The Web platform: what it is

T.V. Raman said the Web is more than a Web Browser, and that Web technology means more than just HTML,¹ and I couldn’t agree more. Yet he goes on to characterize the HTML5 effort like so:

The HTML5 community would define themselves as encompassing all Web technologies, i.e., if it’s not HTML5 and implemented in a browser, it’s not the Web.

I wanted to write a bit about this disconnect.

What is the Web platform anyway? Honestly, it’s a weird thing: part designed, part congealed; part documented, part reverse-engineered. It consists of the technology broadly used to process the public content of the Web. Many tools that live outside of browsers are built on top of this platform, but the important part of calling a technology a piece of the Web platform is that it works with the public content of the Web.

The Web platform includes many technologies we’re at this point all familiar with: URLs, HTTP, REST, HTML, CSS, JavaScript, DOM, etc… It includes lots of pieces users never see, like website APIs you can call into with XHR (or with your favorite programming language’s HTTP library), and some data formats like XML and JSON, which aren’t user-facing.

Henri Sivonen’s second pass at a diagram of the web stack.

Tools intended to operate on public Web content usually need to handle that content the way that browsers do, because browsers are the tools that authors target their content for. (This is the Support Existing Content design principle.) If a browser handles unquoted attribute values, say, it behooves you to do the same, since your code will break on lots of web content if you do otherwise.

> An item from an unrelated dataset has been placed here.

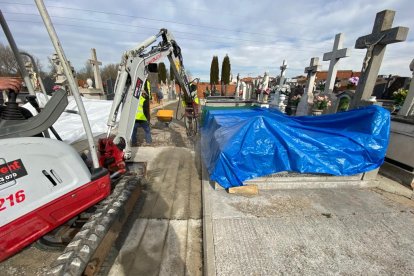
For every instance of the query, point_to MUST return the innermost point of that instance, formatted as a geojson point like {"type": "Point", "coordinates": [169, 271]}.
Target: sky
{"type": "Point", "coordinates": [256, 35]}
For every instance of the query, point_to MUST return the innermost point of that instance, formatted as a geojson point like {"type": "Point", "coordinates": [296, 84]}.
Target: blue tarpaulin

Here’s another example: a web crawler like Google’s doesn’t run in a browser, but needs to process public Web content in as browser-compatible a way as possible, so that Google’s search results most accurately reflect what you and I will see when we click through to the pages returned.

How do you make sure that XML technologies can co-exist on the Web alongside HTML without necessarily having HTML’s sloppiness leaking into all Web languages?

When he asks this, Raman seems to believe that the messiness of the Web is somehow contained in and limited to HTML and/or the major browsers, and that the rest of the platform doesn’t have to know about or handle the sorts of messiness that browsers have to. That somehow the messiness is imposed on the rest of the Web stack by the browsers.

But this is just wrong. The messiness is in the content on the Web, it’s simply one of the core facts of the Web. The browsers are just on the front lines of dealing with it. Any tool purporting to be useful on the Web, and any specification purporting to describe the reality of the Web, must recognize this.